BEYOND THE VOICE OF REASON
by Dr. Fran Haga A Criminology Professor's
Study Of Waco In her heavily-documented 28-page report, Dr. Fran Haga - a criminology professor at Pembroke State University - wrote of her extensive investigation of what took place during and after the first Waco raid. While the report was submitted to the
congressional committee investigating Waco in 1995, its contents have never had
wide public exposure.
One key factor in the Waco "myth" promoted by
the Clintons Administration is that the Branch Davidians as a whole - and not
just their leader David Koresh - were a bunch of antigovernment extremists.
However, Dr. Haga notes that nearly half of the
women in Koresh's group were British citizens - hardly the stereotype of
a bunch of rural right-wing extremists. Dr. Haga's extensive research led her to the
conclusion that on-the-scene efforts had moved from the realm of law enforcement
to the realm of warfare - with the traditional extreme regard by American police
for the lives of women and children caught up in barricaded-suspect scenarios
disappearing into what she termed wartime "rules of engagement" two years before
the award-winning dissident film on Waco with a similar title came out.
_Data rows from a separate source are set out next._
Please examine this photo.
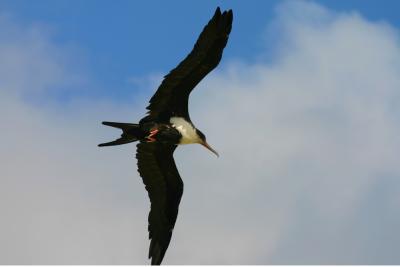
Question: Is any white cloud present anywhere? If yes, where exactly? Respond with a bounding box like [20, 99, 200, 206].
[0, 1, 400, 264]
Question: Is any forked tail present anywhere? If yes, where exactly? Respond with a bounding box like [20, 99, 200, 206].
[99, 121, 142, 146]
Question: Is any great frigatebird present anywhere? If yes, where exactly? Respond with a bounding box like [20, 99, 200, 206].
[99, 7, 233, 264]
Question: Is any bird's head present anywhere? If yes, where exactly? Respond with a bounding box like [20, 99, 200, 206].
[196, 129, 219, 157]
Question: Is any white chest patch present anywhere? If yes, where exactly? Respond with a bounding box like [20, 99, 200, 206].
[169, 117, 201, 145]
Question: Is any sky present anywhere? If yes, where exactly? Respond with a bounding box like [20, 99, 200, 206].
[0, 0, 400, 264]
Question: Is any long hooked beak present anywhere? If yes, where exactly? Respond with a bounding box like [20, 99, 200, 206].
[200, 141, 219, 157]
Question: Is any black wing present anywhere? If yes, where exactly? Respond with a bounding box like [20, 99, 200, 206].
[147, 7, 233, 119]
[136, 142, 183, 265]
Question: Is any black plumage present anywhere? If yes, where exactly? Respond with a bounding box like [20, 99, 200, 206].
[99, 7, 233, 264]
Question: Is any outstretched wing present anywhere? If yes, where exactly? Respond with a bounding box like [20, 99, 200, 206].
[136, 142, 183, 264]
[147, 7, 233, 119]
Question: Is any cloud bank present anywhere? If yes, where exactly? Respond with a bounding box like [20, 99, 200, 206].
[0, 1, 400, 264]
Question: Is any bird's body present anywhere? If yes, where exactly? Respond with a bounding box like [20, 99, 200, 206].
[99, 8, 233, 264]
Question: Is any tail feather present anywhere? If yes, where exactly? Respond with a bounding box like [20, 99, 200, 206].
[98, 121, 142, 147]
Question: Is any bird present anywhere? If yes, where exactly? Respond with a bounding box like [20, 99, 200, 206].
[98, 7, 233, 265]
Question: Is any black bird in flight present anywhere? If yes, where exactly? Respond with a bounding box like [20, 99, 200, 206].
[99, 7, 233, 265]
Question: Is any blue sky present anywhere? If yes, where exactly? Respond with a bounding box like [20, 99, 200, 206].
[0, 0, 400, 100]
[0, 0, 400, 264]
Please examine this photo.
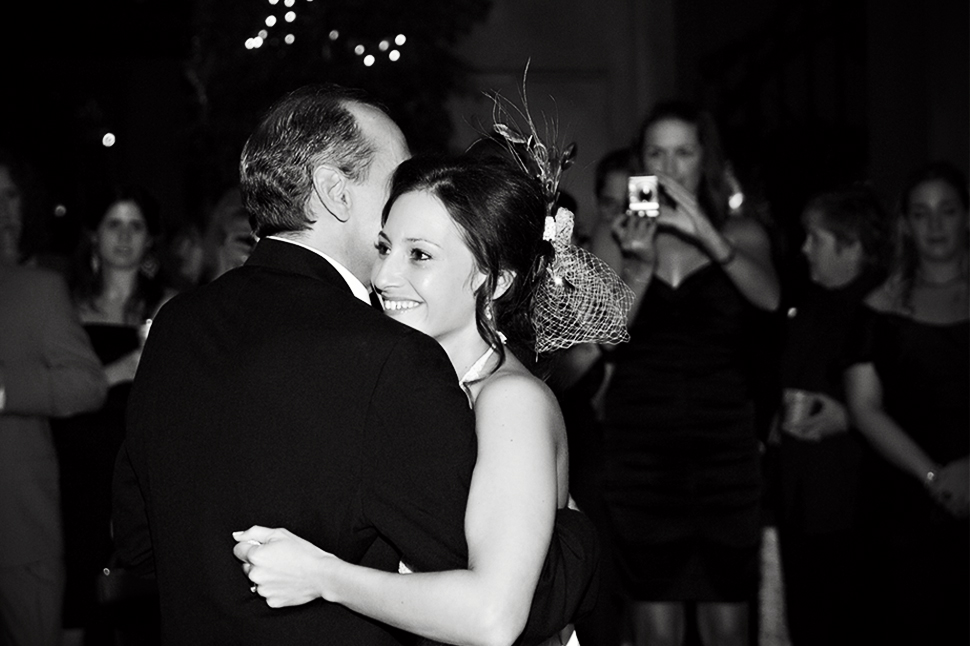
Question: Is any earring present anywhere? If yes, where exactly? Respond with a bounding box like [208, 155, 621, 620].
[138, 254, 159, 280]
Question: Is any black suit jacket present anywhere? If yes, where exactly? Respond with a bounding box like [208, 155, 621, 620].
[115, 240, 476, 644]
[115, 240, 598, 645]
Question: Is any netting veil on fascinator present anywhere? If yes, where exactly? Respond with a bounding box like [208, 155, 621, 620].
[492, 71, 634, 354]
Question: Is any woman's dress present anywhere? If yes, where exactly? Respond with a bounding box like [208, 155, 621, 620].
[53, 323, 139, 630]
[850, 308, 970, 644]
[604, 264, 761, 601]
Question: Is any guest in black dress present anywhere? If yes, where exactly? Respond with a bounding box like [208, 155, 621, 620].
[846, 163, 970, 644]
[594, 103, 779, 646]
[54, 186, 166, 646]
[776, 187, 889, 646]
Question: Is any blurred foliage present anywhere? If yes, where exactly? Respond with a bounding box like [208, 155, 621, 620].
[186, 0, 491, 193]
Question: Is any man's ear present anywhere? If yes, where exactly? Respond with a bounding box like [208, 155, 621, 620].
[313, 165, 351, 222]
[492, 270, 515, 301]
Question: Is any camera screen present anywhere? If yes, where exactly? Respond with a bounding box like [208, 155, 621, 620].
[629, 175, 660, 217]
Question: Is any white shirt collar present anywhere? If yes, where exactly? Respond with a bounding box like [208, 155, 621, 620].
[266, 236, 370, 305]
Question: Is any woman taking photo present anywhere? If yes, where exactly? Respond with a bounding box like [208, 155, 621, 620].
[234, 148, 630, 645]
[594, 103, 779, 646]
[845, 163, 970, 644]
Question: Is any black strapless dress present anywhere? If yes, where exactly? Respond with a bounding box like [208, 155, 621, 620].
[851, 308, 970, 644]
[604, 264, 761, 602]
[52, 323, 139, 632]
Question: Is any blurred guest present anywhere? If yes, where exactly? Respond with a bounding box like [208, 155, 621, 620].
[0, 149, 53, 269]
[159, 222, 205, 292]
[776, 187, 889, 646]
[846, 163, 970, 644]
[594, 103, 779, 646]
[201, 188, 256, 282]
[0, 148, 107, 646]
[54, 186, 167, 645]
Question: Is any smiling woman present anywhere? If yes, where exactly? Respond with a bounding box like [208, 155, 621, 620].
[234, 155, 632, 644]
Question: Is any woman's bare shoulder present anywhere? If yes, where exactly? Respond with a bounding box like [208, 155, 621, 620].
[865, 276, 902, 312]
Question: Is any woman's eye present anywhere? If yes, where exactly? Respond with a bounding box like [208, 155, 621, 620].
[411, 248, 431, 260]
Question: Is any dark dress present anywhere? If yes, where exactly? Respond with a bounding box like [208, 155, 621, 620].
[769, 272, 882, 646]
[852, 308, 970, 644]
[52, 323, 139, 632]
[604, 264, 761, 602]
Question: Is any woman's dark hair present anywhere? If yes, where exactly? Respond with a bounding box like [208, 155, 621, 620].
[804, 185, 891, 269]
[636, 101, 734, 229]
[71, 184, 164, 323]
[893, 161, 970, 309]
[383, 154, 553, 367]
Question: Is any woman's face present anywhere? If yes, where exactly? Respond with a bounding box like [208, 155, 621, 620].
[95, 201, 151, 269]
[802, 210, 862, 289]
[903, 179, 968, 262]
[643, 119, 704, 194]
[371, 191, 485, 347]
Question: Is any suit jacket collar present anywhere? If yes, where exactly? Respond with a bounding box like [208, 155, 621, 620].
[246, 238, 356, 298]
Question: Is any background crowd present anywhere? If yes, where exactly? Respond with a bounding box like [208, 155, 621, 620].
[0, 87, 970, 646]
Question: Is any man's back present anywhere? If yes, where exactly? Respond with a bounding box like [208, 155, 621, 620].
[116, 240, 475, 644]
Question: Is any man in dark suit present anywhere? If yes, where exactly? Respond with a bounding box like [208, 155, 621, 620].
[115, 87, 592, 645]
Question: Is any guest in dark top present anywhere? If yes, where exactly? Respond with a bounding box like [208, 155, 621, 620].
[846, 163, 970, 644]
[777, 187, 889, 646]
[53, 186, 166, 645]
[594, 103, 779, 646]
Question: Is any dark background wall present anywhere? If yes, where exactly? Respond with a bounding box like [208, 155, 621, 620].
[0, 0, 970, 262]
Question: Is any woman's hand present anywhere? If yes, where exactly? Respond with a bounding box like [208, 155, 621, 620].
[610, 214, 658, 271]
[232, 525, 339, 608]
[930, 457, 970, 518]
[781, 392, 849, 442]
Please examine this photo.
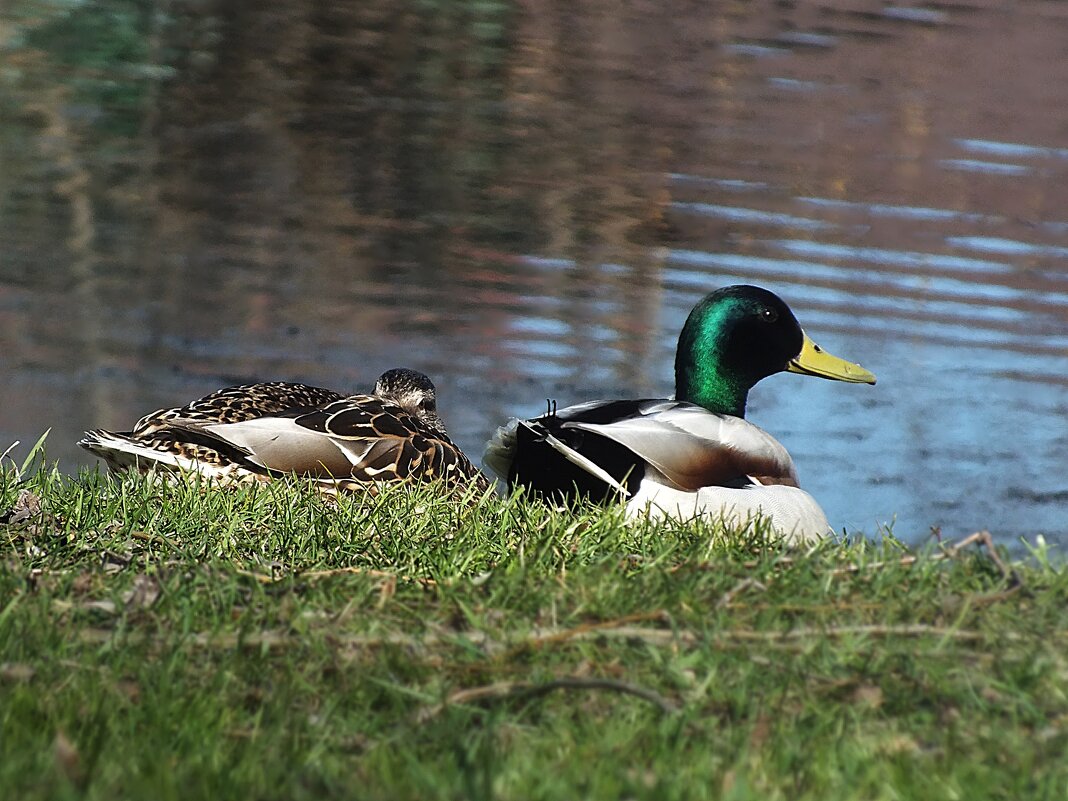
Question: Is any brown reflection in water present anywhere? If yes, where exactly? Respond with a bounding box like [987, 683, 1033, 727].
[0, 0, 1068, 540]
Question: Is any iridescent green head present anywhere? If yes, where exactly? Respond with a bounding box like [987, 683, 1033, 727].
[675, 284, 875, 418]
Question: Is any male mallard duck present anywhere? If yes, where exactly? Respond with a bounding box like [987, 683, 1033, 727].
[78, 370, 489, 490]
[484, 285, 875, 540]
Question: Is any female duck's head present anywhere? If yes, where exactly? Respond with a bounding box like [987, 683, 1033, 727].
[675, 285, 875, 417]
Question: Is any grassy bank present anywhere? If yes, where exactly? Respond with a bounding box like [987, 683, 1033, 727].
[0, 461, 1068, 801]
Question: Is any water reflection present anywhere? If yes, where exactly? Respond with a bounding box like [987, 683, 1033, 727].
[0, 0, 1068, 541]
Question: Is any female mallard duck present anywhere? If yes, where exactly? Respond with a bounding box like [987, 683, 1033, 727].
[78, 370, 489, 491]
[484, 286, 875, 540]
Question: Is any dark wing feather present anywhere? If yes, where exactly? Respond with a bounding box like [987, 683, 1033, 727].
[504, 399, 797, 500]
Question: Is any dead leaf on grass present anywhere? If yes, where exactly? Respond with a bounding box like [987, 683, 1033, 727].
[52, 732, 84, 784]
[852, 685, 882, 709]
[123, 574, 160, 610]
[0, 662, 36, 682]
[0, 489, 41, 524]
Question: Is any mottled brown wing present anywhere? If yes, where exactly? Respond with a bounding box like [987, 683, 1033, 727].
[295, 395, 489, 488]
[131, 381, 344, 438]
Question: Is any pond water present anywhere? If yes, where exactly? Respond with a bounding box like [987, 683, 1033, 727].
[0, 0, 1068, 543]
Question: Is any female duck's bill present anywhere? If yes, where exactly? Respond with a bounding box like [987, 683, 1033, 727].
[78, 370, 489, 491]
[484, 286, 875, 539]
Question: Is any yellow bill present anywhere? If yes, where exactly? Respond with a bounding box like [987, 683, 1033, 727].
[786, 331, 875, 383]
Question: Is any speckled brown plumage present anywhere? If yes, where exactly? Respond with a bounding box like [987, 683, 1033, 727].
[79, 370, 489, 491]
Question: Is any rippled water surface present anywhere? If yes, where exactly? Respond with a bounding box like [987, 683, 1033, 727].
[0, 0, 1068, 543]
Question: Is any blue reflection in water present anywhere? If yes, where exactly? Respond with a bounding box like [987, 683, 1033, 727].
[945, 236, 1068, 260]
[672, 202, 841, 231]
[939, 158, 1032, 175]
[953, 139, 1068, 159]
Dr. Haga's view of the result was that
"... unidentified warring groups of men became
locked in
a lethal combat. Focused on each other, they created a lethal environment where the deaths of the mothers and the children were simply collateral damage. Untargeted." Or, as Dr. Haga also put it:
"Legally, the individual rights of mothers and
children
cannot be ignored in a law enforcement operation against a home. Traditionally, homes have been protected because they are historically recognized as the final refuge of mothers and children." Her sharp condemnation of the systematic use of
armored vehicles to cave in much of the home of the Branch Davidians as if all
those inside were now legitimate targets of deadly force.